For A and B, use a group by clause in your SQL, and then count, and order by the count. Use descending order for A and ascending order for B, and just take the first result for each.
For C and D, essentially use the same strategy but now just add the PlayerName (e.g. group by babyname,playername) and then use the ascending order/descending order question.

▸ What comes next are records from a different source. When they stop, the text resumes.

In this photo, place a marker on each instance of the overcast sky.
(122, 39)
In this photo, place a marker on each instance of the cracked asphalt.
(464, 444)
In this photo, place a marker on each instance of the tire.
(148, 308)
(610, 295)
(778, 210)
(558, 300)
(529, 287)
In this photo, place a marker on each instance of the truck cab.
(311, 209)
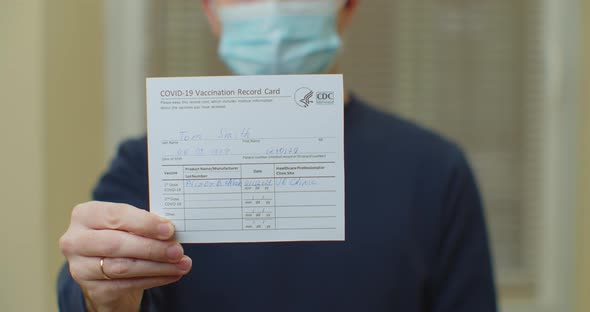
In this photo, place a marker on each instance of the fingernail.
(174, 252)
(165, 229)
(185, 264)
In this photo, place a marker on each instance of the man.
(415, 231)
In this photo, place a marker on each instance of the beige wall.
(583, 285)
(51, 136)
(23, 267)
(75, 117)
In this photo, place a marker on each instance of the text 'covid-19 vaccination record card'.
(248, 158)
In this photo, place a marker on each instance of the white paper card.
(248, 158)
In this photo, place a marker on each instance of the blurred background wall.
(52, 134)
(509, 80)
(583, 225)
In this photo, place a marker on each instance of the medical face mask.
(280, 37)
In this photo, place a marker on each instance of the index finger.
(123, 217)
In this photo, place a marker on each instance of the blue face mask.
(280, 37)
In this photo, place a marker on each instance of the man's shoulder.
(406, 138)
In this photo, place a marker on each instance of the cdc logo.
(325, 97)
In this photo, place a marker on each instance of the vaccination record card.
(248, 158)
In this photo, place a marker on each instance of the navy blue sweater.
(416, 238)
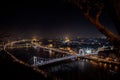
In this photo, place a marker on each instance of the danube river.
(73, 70)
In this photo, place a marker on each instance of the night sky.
(48, 19)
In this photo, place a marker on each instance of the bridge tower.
(34, 59)
(81, 52)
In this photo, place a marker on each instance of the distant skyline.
(53, 19)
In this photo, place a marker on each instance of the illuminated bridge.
(38, 62)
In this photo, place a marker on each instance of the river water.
(84, 70)
(74, 70)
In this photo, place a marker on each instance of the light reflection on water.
(84, 70)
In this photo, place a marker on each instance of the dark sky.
(48, 19)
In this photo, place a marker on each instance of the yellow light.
(68, 48)
(50, 45)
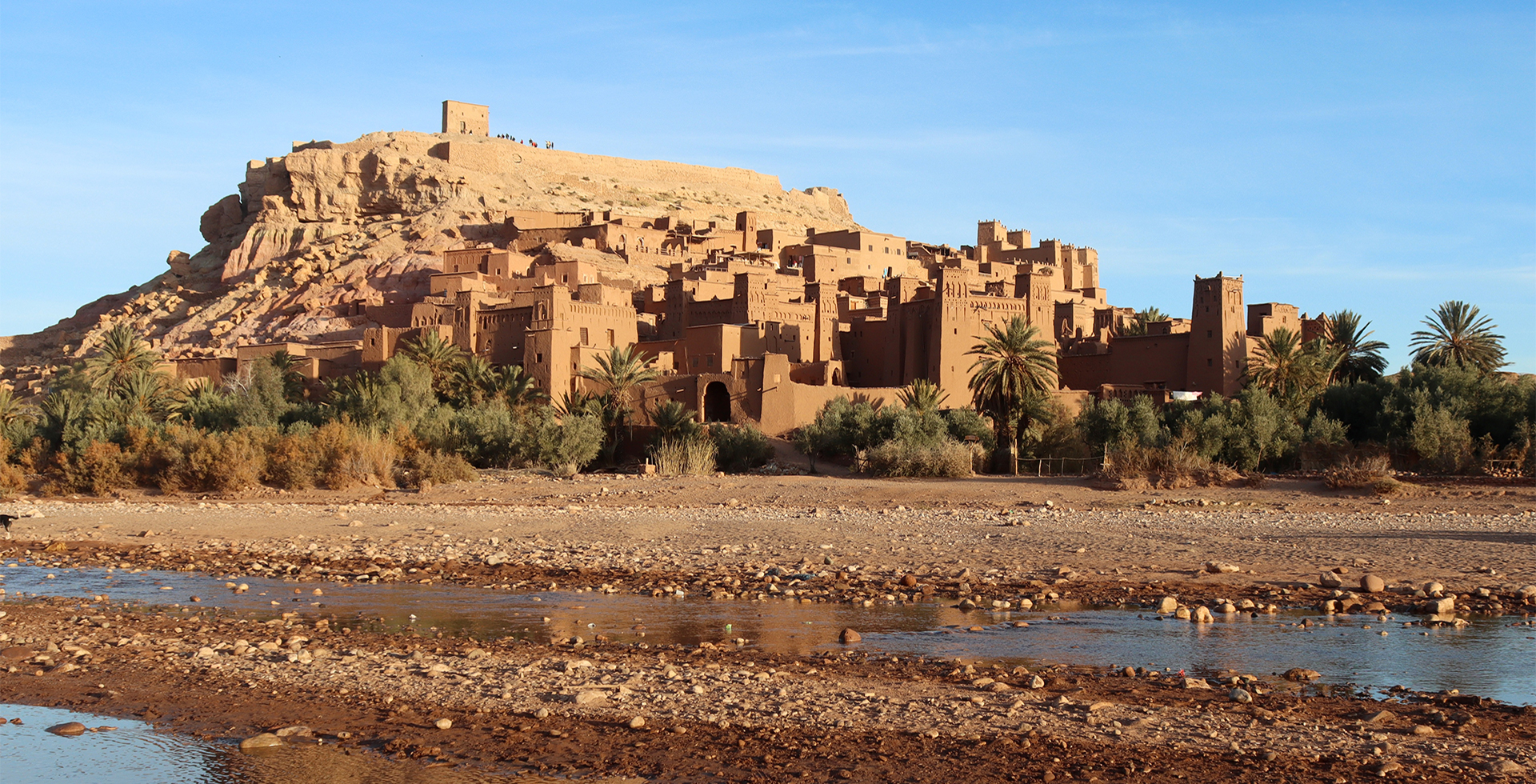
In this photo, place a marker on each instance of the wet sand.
(746, 715)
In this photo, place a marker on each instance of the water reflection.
(137, 754)
(1489, 658)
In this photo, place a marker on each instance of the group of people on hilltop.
(529, 142)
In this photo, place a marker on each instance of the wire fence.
(1060, 466)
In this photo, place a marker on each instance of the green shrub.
(490, 435)
(1441, 438)
(294, 460)
(739, 448)
(225, 462)
(350, 455)
(437, 468)
(569, 445)
(905, 458)
(13, 482)
(96, 470)
(1171, 466)
(966, 422)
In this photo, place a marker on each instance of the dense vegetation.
(1307, 405)
(434, 414)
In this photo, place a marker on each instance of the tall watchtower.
(1217, 340)
(466, 118)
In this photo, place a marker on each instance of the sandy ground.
(726, 712)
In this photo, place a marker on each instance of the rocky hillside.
(366, 220)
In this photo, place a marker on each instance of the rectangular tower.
(466, 118)
(1217, 340)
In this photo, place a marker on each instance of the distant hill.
(366, 220)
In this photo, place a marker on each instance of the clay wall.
(1151, 362)
(1265, 318)
(1217, 338)
(214, 368)
(466, 118)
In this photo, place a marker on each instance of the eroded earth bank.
(710, 706)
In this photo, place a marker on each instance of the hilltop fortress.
(758, 303)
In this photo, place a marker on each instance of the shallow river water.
(1492, 657)
(134, 752)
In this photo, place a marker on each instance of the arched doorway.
(716, 403)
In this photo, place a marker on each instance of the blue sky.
(1369, 156)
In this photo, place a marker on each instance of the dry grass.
(429, 468)
(679, 457)
(294, 462)
(1168, 468)
(97, 470)
(896, 458)
(1364, 472)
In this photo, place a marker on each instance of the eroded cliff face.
(330, 225)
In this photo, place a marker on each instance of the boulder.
(266, 740)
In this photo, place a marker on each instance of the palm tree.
(11, 408)
(1358, 358)
(673, 420)
(145, 392)
(292, 378)
(1138, 323)
(1010, 365)
(1459, 334)
(922, 395)
(438, 355)
(619, 372)
(122, 354)
(1292, 372)
(475, 382)
(519, 388)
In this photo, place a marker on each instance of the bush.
(966, 422)
(294, 460)
(739, 448)
(903, 458)
(350, 455)
(1441, 438)
(96, 470)
(569, 445)
(678, 457)
(225, 462)
(437, 468)
(1177, 465)
(490, 435)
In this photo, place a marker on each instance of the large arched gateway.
(716, 402)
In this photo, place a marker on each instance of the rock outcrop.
(327, 226)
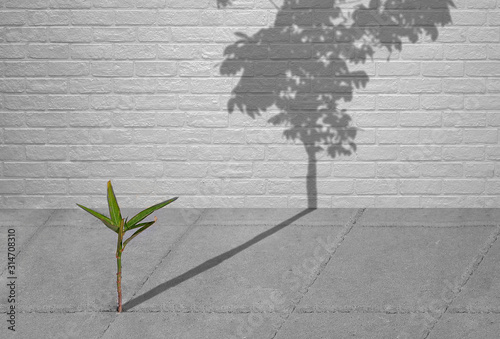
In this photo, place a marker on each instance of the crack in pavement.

Here's Microsoft's write-up for a group by clause in MS Access: https://office.microsoft.com/en-us/access-help/group-by-clause-HA001231482.aspx
Here's an even better write-up demonstrating how to do both group by and order by at the same time: http://rogersaccessblog.blogspot.com/2009/06/select-queries-part-3-sorting-and.html
For the first query you tried, change it to:
SELECT TOP 1 [BabyFirstName],
COUNT ([BabyFirstName]) AS 'FirstNameOccurrence'
FROM [babynames]
GROUP BY [BabyFirstName]
ORDER BY 'FirstNameOccurrence' DESC
For the second, change it to:
SELECT [BabyFirstName]
FROM [babynames]
GROUP BY [BabyFirstName]
HAVING COUNT(*) =
(SELECT TOP 1 COUNT(*)
FROM [babynames]
GROUP BY [BabyFirstName]
ORDER BY COUNT(*) DESC)
Limiting the number of records returned by a SQL Statement in Access is achieved by adding a TOP statement directly after SELECT, not with ORDER BY... LIMIT
Also, Access TOP statement will return all instances of the top n (or n percent) unique records, so if there are two or more identical records in the query output (before TOP), and TOP 1 is specified, you'll see them all.